In passato vi abbiamo già raccontato la storia di un uomo, Dina Sanichar, il quale visse la sua intera esistenza come un lupo, perché dai lupi era stato cresciuto. Ma se per il caso indiano non si conoscono i dettagli riferiti all’infanzia, le cose cambiano se analizziamo la storia di Marcos Rodríguez Pantoja: il bambino-lupo della Sierra Morena.
Una vicenda che non si ambienta in chissà quale luogo sperduto ed esotico dell’Asia, ma che è vicino a noi, anzi, vicinissimo. Marcos Rodríguez Pantoja nasce nella Spagna franchista del secondo dopoguerra, esattamente nel 1946. Quando spegne la terza candelina, perde la madre e, rimasto solo con il padre e i fratelli, si trasferisce a Fuencaliente, povero paesino rurale ai piedi della Sierra Morena (centro-sud iberico). La scelta è dovuta alle seconde nozze del padre. La matrigna vede Marcos come una bocca in più da sfamare e non come un ragazzino da crescere.

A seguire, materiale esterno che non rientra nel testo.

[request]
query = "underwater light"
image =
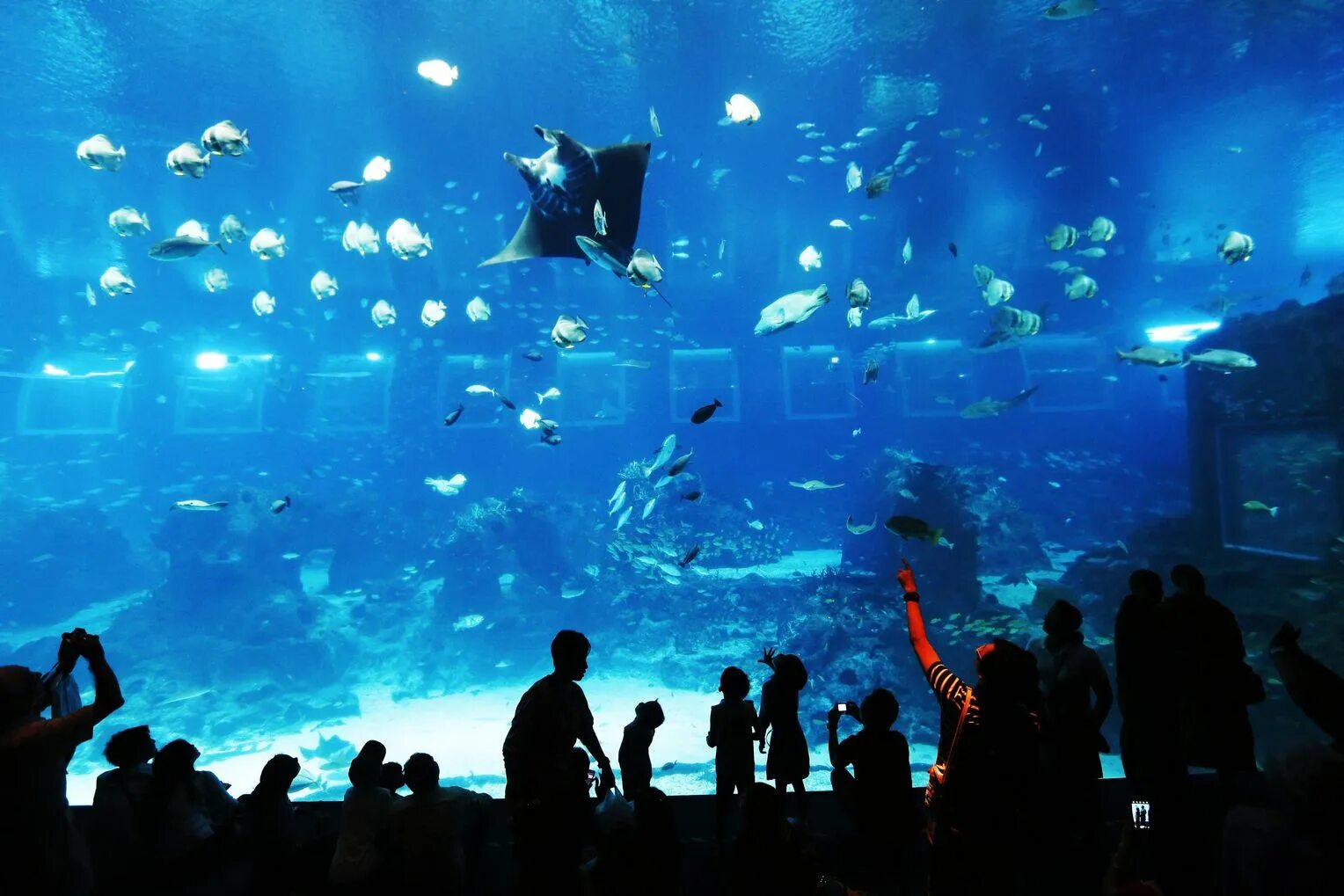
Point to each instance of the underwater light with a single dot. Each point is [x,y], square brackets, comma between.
[211,361]
[1180,332]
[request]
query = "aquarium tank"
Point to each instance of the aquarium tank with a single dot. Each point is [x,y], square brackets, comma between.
[354,349]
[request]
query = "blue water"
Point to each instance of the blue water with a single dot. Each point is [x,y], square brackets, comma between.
[246,630]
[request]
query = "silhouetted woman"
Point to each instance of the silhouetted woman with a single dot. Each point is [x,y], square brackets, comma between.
[982,814]
[788,761]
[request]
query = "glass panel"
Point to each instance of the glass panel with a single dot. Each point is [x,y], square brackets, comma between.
[593,389]
[353,394]
[702,375]
[1284,476]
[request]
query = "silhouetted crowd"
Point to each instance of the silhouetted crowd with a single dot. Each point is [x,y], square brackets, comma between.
[1012,804]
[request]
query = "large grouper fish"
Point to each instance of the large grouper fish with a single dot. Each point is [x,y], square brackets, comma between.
[563,185]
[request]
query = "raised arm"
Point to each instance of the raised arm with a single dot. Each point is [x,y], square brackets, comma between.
[925,652]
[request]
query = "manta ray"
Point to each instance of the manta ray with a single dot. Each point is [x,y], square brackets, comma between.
[563,185]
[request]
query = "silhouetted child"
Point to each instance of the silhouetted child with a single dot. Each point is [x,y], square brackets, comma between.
[636,766]
[733,723]
[788,761]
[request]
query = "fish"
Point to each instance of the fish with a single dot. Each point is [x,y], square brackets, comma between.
[1235,247]
[705,412]
[433,312]
[178,247]
[193,504]
[323,285]
[437,71]
[448,488]
[990,407]
[598,219]
[383,313]
[1221,359]
[677,465]
[264,304]
[116,282]
[226,139]
[859,528]
[909,527]
[858,293]
[792,310]
[188,160]
[741,111]
[663,455]
[478,310]
[231,230]
[406,241]
[878,185]
[1071,10]
[569,331]
[128,222]
[99,153]
[852,178]
[267,244]
[347,191]
[563,185]
[1150,356]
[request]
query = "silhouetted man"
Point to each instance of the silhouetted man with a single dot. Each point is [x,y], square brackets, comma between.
[537,755]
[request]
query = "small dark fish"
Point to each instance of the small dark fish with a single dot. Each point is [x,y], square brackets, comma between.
[909,527]
[705,412]
[677,465]
[178,247]
[690,555]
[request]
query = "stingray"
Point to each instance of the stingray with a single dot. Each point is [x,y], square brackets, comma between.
[563,185]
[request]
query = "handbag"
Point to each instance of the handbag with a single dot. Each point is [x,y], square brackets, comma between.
[936,790]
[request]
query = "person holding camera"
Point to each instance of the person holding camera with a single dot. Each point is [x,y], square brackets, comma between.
[40,848]
[982,791]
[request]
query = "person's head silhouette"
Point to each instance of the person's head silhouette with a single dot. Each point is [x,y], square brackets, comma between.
[1145,583]
[734,684]
[569,653]
[880,710]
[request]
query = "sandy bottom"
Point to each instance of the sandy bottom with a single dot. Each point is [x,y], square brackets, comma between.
[465,732]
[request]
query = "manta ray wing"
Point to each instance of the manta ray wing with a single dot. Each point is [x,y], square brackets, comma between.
[620,188]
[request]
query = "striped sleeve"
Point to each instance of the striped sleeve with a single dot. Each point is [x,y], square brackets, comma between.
[946,685]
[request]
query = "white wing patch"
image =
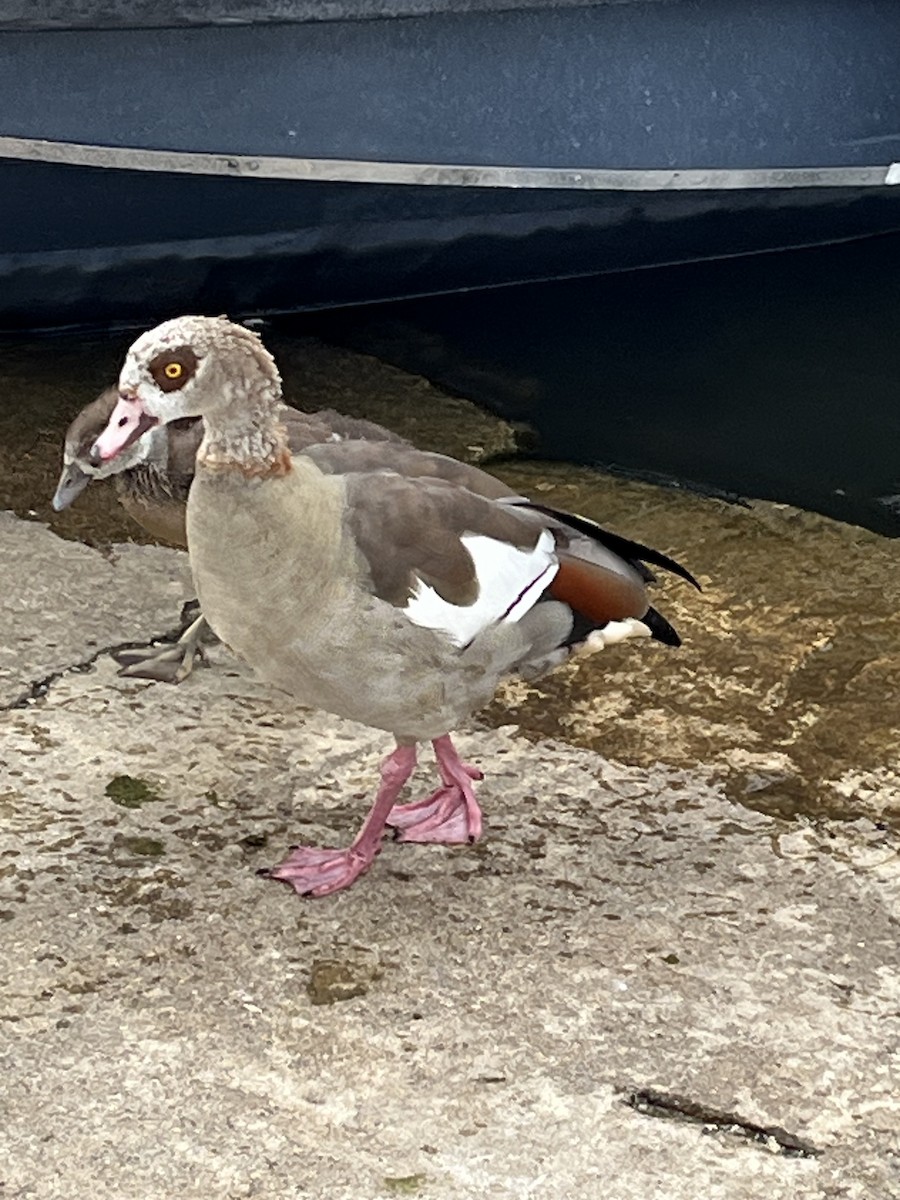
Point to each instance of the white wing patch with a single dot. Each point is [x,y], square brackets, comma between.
[510,582]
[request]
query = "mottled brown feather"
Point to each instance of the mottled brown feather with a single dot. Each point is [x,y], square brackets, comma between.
[408,529]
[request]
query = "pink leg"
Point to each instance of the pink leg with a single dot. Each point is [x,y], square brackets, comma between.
[312,871]
[450,815]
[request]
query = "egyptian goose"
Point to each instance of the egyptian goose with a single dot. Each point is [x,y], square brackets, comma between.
[153,479]
[367,583]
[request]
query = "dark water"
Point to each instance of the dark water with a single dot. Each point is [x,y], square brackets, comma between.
[773,377]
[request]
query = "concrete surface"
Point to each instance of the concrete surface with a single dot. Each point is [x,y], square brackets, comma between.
[463,1023]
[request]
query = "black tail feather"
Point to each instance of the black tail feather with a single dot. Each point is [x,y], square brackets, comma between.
[660,629]
[631,551]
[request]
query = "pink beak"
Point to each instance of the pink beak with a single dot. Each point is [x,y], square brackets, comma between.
[124,427]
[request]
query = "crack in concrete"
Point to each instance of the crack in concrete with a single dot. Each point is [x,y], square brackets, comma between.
[40,688]
[679,1108]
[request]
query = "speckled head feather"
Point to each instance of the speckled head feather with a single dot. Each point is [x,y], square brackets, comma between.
[211,367]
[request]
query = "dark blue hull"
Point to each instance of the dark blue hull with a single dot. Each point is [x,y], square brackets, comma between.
[277,167]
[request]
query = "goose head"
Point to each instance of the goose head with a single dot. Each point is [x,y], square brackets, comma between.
[81,465]
[190,366]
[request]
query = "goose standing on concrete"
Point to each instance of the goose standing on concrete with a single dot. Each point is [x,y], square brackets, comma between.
[153,480]
[375,592]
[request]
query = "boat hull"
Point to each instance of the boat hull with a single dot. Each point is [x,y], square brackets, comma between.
[279,167]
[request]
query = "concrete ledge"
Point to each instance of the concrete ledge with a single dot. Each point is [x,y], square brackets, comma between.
[463,1023]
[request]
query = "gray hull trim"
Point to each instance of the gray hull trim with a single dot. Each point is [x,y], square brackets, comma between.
[75,154]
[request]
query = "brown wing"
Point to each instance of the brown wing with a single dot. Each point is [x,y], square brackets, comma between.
[409,529]
[360,457]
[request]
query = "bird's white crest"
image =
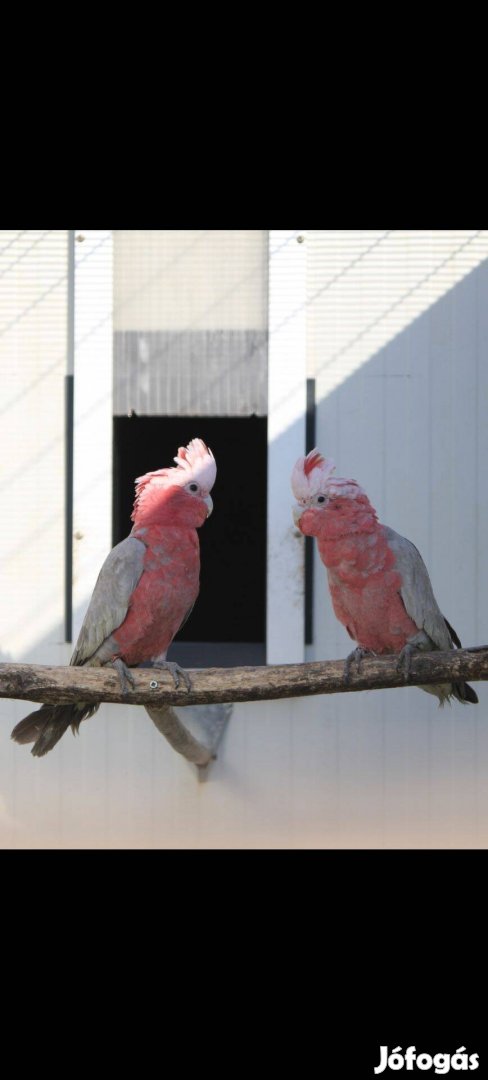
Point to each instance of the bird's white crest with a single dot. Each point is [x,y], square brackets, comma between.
[197,462]
[193,462]
[311,474]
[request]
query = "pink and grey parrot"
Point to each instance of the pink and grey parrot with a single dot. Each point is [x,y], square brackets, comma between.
[145,592]
[378,580]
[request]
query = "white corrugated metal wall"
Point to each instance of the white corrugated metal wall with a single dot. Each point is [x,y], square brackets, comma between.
[396,339]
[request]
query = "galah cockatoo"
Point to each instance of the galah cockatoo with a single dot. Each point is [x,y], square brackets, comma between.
[378,580]
[145,592]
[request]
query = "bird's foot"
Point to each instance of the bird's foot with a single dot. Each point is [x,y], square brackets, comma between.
[355,657]
[176,673]
[404,661]
[125,676]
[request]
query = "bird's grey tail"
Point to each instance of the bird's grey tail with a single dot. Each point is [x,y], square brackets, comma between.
[464,692]
[46,725]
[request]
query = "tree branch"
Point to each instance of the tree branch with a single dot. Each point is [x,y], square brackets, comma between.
[213,685]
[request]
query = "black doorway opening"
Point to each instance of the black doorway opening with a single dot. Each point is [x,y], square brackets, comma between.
[227,625]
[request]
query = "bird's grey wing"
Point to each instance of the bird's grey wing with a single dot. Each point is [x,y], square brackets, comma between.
[109,604]
[417,592]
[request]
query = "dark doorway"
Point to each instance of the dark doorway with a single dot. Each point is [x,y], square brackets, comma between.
[228,623]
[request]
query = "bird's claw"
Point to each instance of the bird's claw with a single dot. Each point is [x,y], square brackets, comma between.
[404,661]
[125,676]
[176,672]
[355,656]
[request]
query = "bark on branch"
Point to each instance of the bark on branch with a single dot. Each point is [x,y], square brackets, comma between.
[213,685]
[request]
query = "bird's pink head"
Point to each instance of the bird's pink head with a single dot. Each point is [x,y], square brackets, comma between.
[179,495]
[317,494]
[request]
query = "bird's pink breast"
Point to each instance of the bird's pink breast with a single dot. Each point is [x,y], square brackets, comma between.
[166,590]
[365,590]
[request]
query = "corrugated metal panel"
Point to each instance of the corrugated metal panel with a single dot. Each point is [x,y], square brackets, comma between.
[190,373]
[190,322]
[32,365]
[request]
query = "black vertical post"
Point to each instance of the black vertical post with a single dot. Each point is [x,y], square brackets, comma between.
[69,434]
[310,444]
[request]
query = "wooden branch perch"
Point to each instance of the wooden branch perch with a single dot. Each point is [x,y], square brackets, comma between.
[213,685]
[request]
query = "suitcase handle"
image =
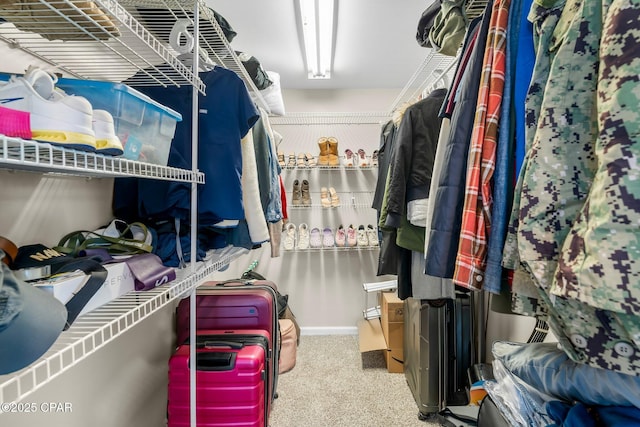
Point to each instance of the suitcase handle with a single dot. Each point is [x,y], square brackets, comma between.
[235,345]
[234,282]
[215,361]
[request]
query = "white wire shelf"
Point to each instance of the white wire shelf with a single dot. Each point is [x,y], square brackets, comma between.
[340,167]
[94,330]
[159,16]
[334,249]
[331,118]
[20,154]
[96,40]
[351,199]
[434,67]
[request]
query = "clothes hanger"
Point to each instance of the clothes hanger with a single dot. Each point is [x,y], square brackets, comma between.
[182,41]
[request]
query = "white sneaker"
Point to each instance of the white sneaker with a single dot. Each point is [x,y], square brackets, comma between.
[57,119]
[303,236]
[289,238]
[372,235]
[107,142]
[361,236]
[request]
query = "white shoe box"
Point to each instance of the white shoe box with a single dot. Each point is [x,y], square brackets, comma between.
[119,282]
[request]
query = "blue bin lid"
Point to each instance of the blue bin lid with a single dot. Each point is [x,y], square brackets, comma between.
[121,87]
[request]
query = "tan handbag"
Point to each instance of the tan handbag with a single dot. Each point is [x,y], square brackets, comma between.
[288,349]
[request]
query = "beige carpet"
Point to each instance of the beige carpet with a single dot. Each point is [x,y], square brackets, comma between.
[330,388]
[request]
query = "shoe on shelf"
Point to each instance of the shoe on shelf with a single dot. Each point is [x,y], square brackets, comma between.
[107,142]
[325,201]
[311,161]
[323,158]
[291,161]
[351,237]
[333,195]
[302,161]
[289,238]
[348,158]
[372,236]
[315,238]
[306,197]
[374,158]
[328,240]
[363,161]
[296,198]
[54,117]
[304,237]
[361,236]
[334,159]
[341,237]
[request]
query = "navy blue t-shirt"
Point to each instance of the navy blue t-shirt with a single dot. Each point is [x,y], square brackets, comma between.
[227,113]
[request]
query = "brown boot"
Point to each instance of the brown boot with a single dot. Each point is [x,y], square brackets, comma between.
[323,158]
[306,197]
[296,198]
[334,160]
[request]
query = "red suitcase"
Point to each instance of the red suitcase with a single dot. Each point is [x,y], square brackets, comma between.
[231,305]
[232,380]
[236,305]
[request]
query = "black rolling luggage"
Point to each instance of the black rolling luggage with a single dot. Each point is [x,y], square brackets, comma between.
[438,351]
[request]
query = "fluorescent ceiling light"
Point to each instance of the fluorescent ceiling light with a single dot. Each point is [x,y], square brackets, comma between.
[317,30]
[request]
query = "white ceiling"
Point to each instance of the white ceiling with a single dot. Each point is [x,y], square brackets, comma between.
[375,44]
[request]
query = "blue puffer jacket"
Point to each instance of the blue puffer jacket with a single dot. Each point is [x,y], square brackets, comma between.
[447,216]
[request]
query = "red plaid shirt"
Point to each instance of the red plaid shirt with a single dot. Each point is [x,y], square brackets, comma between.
[476,216]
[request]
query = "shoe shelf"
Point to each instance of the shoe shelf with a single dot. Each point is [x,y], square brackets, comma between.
[331,118]
[341,167]
[16,153]
[105,43]
[94,330]
[334,249]
[352,199]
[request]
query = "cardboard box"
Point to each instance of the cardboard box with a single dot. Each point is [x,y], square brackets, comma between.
[372,344]
[119,282]
[392,319]
[382,336]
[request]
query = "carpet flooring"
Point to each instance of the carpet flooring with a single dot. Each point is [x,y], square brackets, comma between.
[329,387]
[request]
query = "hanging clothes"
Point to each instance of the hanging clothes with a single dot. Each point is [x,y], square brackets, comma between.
[478,200]
[414,153]
[445,223]
[599,266]
[503,178]
[226,115]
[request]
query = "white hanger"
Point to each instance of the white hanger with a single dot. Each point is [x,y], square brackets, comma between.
[182,42]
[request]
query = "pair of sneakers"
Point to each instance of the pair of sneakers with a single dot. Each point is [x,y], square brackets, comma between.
[33,108]
[351,237]
[296,237]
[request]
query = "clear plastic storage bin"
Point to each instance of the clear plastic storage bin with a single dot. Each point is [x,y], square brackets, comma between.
[145,127]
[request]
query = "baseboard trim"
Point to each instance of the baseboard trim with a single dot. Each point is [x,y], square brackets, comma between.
[329,330]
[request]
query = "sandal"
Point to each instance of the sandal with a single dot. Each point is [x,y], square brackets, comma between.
[348,156]
[328,240]
[311,161]
[325,201]
[315,239]
[335,200]
[291,163]
[302,161]
[363,161]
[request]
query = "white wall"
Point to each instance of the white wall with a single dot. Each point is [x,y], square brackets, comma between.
[351,100]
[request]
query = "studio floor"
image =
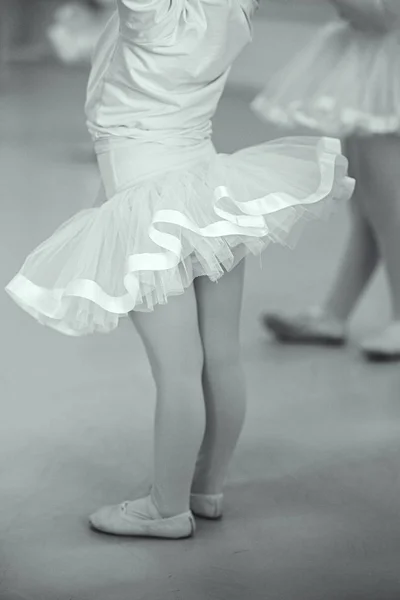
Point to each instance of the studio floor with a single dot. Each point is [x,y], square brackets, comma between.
[312,502]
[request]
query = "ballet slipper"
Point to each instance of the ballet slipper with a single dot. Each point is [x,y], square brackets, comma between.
[311,327]
[208,506]
[383,346]
[141,518]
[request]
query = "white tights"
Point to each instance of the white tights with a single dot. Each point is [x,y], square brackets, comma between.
[193,347]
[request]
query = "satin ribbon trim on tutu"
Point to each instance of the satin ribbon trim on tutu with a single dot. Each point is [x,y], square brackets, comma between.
[39,301]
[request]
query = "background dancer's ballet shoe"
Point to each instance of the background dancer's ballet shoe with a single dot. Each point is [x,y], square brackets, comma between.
[207,506]
[384,346]
[141,518]
[311,327]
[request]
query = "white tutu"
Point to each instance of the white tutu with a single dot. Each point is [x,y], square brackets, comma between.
[344,82]
[150,238]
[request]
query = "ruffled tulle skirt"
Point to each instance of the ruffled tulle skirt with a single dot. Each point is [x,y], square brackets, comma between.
[344,82]
[148,238]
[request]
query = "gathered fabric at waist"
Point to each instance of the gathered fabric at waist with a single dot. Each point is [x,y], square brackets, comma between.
[125,162]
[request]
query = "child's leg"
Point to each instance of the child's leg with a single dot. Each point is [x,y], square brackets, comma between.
[361,254]
[219,307]
[172,341]
[382,160]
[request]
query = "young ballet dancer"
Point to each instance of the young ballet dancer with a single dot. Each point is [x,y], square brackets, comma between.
[347,83]
[174,218]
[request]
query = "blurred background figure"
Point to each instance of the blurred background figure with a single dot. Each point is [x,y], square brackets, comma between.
[77,27]
[314,484]
[346,82]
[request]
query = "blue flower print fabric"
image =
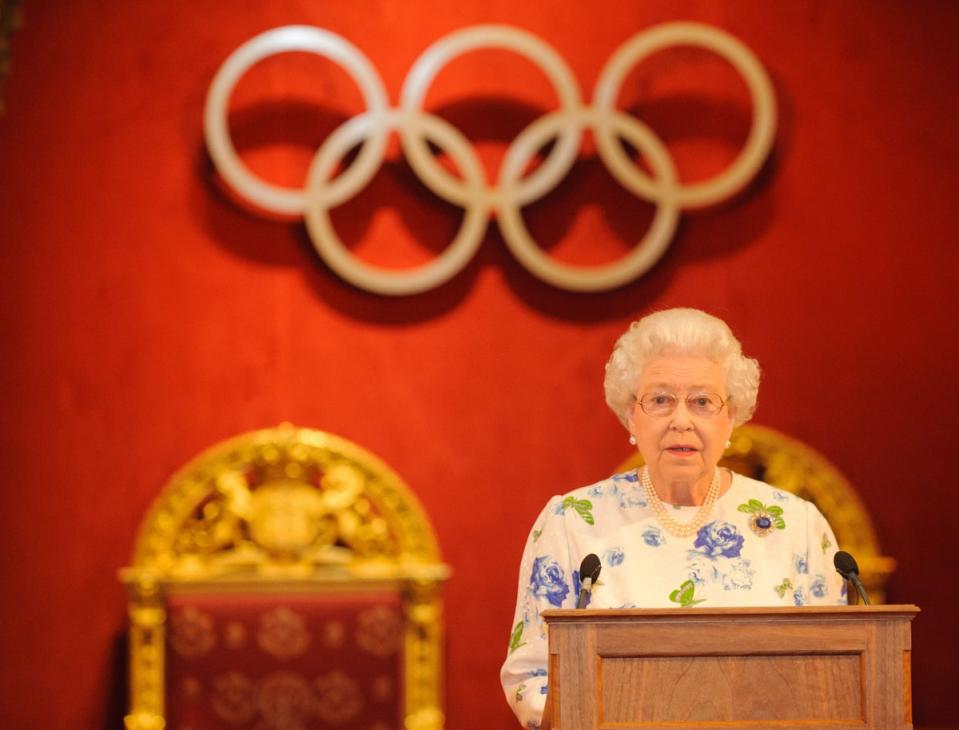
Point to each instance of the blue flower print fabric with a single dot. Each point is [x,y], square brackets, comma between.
[761,547]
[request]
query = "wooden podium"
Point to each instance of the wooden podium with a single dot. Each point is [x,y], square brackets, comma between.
[805,668]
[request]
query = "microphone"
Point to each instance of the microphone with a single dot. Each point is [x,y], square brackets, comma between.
[588,573]
[846,567]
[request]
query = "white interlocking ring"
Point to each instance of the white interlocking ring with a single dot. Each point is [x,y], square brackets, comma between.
[471,190]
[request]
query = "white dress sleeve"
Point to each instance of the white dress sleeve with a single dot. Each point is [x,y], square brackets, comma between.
[545,582]
[824,586]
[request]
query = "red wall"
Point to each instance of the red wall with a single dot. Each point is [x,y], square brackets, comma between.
[145,317]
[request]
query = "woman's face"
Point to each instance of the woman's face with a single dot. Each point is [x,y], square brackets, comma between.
[683,445]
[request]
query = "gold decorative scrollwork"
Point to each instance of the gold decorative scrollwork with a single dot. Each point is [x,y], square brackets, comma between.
[778,459]
[277,510]
[284,496]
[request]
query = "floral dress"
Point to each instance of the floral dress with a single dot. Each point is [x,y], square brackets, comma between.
[762,547]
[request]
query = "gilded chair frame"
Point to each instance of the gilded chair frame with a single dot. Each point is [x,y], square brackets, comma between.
[785,462]
[286,510]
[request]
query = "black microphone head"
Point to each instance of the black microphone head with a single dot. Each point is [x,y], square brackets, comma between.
[845,564]
[589,568]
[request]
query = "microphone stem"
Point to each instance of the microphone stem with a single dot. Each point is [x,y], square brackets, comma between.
[861,589]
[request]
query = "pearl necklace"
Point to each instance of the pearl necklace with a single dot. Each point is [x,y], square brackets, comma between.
[681,529]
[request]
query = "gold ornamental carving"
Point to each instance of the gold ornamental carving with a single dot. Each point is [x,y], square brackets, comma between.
[775,458]
[283,511]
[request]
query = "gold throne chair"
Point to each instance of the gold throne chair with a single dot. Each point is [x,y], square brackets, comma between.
[285,578]
[773,457]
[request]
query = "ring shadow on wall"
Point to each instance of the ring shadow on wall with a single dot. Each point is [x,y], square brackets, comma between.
[395,221]
[286,578]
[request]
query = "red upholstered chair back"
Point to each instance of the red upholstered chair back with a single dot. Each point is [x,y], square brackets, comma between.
[285,580]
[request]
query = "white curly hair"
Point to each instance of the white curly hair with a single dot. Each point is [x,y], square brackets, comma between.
[680,331]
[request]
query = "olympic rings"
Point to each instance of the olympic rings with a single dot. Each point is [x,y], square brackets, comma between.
[471,191]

Questa visione d’insieme porterà la famiglia a disfarsi di Marcos, venduto come merce ad un pastore fuori paese. Nel 1953 il capraio muore, lasciando Marcos da solo; il ragazzo ha 7 anni ma è sveglio; i primi tempi sopravvive grazie alle tecniche apprese dal vecchio eremita. Ma non passano troppi mesi prima che il bambino si addentri nei boschi, scegliendosi come casa una grotta… Già abitata, sì, ma dai lupi. Stando ai racconti che lo stesso Pantoja ancora oggi non manca di elargire, il primo incontro con quelle bestie fu intensissimo. Il ragazzo provò infatti a prendere un pezzo di carne dalla bocca di un cucciolo, scatenando la reazione minacciosa della madre. Tuttavia, quest’ultima spartì il cibo anche con il bambino, accolto come uno di loro.
Per la prima volta Marcos si sente ben voluto, accettato. Prova una sensazione nuova, quella del rispetto, che tra gli animali è di notevole importanza ai fini della sopravvivenza. Il ragazzino smette di indossa i malconci abiti civili, perde l’uso della parola e inizia ad esprimersi come un lupo, con ululati e brontolii rabbiosi, che assumono man mano i connotati di un ringhio. Il branco insegna a Marcos le basi per una vita fatta di condivisione estrema, solitudine, fortuna; tanto basta per dirsi un sopravvissuto più che decennale nella rigida natura della Sierra Morena.
Dopo 12 anni trascorsi come un lupo, alcuni poliziotti della Guardia Civil lo intercettano. Essi notano come il 19enne non solo non riesca a parlare, ma si ribelli con tutte le sue forze, ringhiando e piangendo. Marcos non cammina neanche in posizione eretta ma è costretto a reimparare tutto da capo. Si cerca di introdurlo alla vita civile e lui acquisisce le capacità base per farlo. Torna a parlare, a sedersi dietro un tavolo per mangiare con le posate. Riesce ad interloquire con le persone (la maggior parte delle quali finisce per sfruttarlo a causa della suo animo ingenuo, puro, primordiale). Marcos trascorrerà la vita adulta svolgendo diversi lavori, nonché il servizio militare obbligatorio. Nessuno (o quasi) però sarà in grado di trattarlo come un proprio pari, cosa che invece accadeva tra i lupi. Paradosso.
Film, libri e interviste, tutto per raccontare l’incredibile vita di un uomo che per 12 anni condivise fortune e sfortune con un branco di lupi. Il suo branco di lupi. Un piccolo agglomerato urbano della Galizia sud-orientale è oggi la sua casa. Qui ce lo portò un ufficiale di polizia che Marcos, a distanza di anni, considera l’unico vero amico (tra gli umani) che abbia mai conosciuto. Ma se un uomo, forte della sua esperienza selvaggia come della sua fase di vita civile, preferisce la prima alla seconda, allora significa che qualcosa, più di qualcosa in questa società “perfetta” non funziona.